Yu had a brainstorm; maybe it hadn't completely flown under the radar.  He decided to spend some time in the herbarium at Kew Gardens.  If you are ever in England, Kew is a must-see; it is home to one of the most amazingly complete collection of plants in the world, and is also stunningly beautiful, especially in spring and summer.  The herbarium contains collections of preserved plants stretching back to its founding in the middle of the nineteenth century, and currently houses over eight million specimens.

So saying it was a needle in a haystack is an understatement.  Yu had one thing going for him; North had been not only a meticulous artist, she was also conscientious about writing down where her paintings had been made.  This one was labeled "Matang Forest, Sarawak," and since the Kew specimens are catalogued not only by species but by location, it significantly narrowed down Yu's search.

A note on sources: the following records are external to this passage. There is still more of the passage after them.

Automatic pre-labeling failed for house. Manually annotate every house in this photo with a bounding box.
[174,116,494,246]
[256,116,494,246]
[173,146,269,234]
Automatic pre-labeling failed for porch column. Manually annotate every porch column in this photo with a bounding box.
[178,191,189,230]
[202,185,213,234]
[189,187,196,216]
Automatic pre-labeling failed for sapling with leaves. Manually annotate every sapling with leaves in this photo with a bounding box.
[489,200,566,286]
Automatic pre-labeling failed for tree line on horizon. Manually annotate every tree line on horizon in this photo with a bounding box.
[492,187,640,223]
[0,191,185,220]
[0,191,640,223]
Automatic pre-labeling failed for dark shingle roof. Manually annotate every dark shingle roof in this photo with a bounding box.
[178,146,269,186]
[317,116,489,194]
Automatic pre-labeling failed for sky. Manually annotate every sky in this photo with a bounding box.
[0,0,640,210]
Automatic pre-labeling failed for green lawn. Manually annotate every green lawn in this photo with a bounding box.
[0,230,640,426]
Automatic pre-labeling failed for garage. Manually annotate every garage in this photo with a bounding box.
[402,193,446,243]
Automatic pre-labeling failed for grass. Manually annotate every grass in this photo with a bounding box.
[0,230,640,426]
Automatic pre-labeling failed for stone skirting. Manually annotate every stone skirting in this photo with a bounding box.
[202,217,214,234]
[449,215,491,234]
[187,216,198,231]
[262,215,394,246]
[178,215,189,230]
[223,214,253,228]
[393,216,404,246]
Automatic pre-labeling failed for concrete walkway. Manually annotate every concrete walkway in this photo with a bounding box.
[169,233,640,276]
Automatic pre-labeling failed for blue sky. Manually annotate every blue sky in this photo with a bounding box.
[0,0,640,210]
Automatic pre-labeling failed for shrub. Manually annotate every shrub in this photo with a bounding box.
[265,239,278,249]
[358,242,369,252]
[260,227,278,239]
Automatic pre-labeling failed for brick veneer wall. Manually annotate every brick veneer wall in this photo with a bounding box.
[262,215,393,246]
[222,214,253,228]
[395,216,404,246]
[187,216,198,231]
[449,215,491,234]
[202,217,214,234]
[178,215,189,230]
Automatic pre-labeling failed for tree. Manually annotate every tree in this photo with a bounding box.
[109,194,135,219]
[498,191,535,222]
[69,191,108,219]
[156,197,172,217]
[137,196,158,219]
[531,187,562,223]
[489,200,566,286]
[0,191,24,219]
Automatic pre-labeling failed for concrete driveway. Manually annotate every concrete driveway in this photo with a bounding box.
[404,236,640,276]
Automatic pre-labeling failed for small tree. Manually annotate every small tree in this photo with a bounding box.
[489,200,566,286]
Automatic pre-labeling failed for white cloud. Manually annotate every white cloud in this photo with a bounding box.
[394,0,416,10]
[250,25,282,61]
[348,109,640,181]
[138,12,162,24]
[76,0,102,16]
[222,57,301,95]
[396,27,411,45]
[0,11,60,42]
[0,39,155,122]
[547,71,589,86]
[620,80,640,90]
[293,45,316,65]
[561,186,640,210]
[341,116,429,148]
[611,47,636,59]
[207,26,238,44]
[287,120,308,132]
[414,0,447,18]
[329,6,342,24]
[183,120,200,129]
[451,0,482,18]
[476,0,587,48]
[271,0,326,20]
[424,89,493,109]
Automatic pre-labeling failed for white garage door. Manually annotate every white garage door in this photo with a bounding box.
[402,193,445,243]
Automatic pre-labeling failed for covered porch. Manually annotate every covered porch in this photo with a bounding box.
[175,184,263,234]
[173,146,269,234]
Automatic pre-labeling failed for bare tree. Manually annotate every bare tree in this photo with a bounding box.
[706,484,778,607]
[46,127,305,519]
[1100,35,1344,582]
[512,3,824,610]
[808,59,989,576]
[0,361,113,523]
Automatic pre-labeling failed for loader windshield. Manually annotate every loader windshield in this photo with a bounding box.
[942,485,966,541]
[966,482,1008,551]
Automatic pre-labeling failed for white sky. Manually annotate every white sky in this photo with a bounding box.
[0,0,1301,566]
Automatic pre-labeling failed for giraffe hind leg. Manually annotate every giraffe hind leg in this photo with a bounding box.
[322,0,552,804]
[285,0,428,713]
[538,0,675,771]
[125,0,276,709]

And he found it.  A sprig of it was collected in 1973 and sent back to Kew, but was unidentified.  Yu studied both the specimen and North's painting, and concluded that it was a member of the genus Chassalia -- also in Rubiaceae, so the guess of Psychotria hadn't been that far off.

Further analysis by botanists confirmed Yu's surmise.  As the person who identified it as a previously-unrecorded species, Yu was given the honor of naming it.

And last year, it went down in the taxonomic records as Chassalia northi, in recognition of Marianne North's contributions to the field of botany.

So out there on the island of Borneo is a little shrub with white flowers and blue berries that we now have a name for because of a nineteenth-century adventurer/scientist/artist, a happenstance collection from 1973, and a diligent modern botanist determined to put the pieces together.  Just showing that we can still pick away at the sphere of our own ignorance -- but only if we are first willing to admit that there is a lot we still don't know about the world we live in.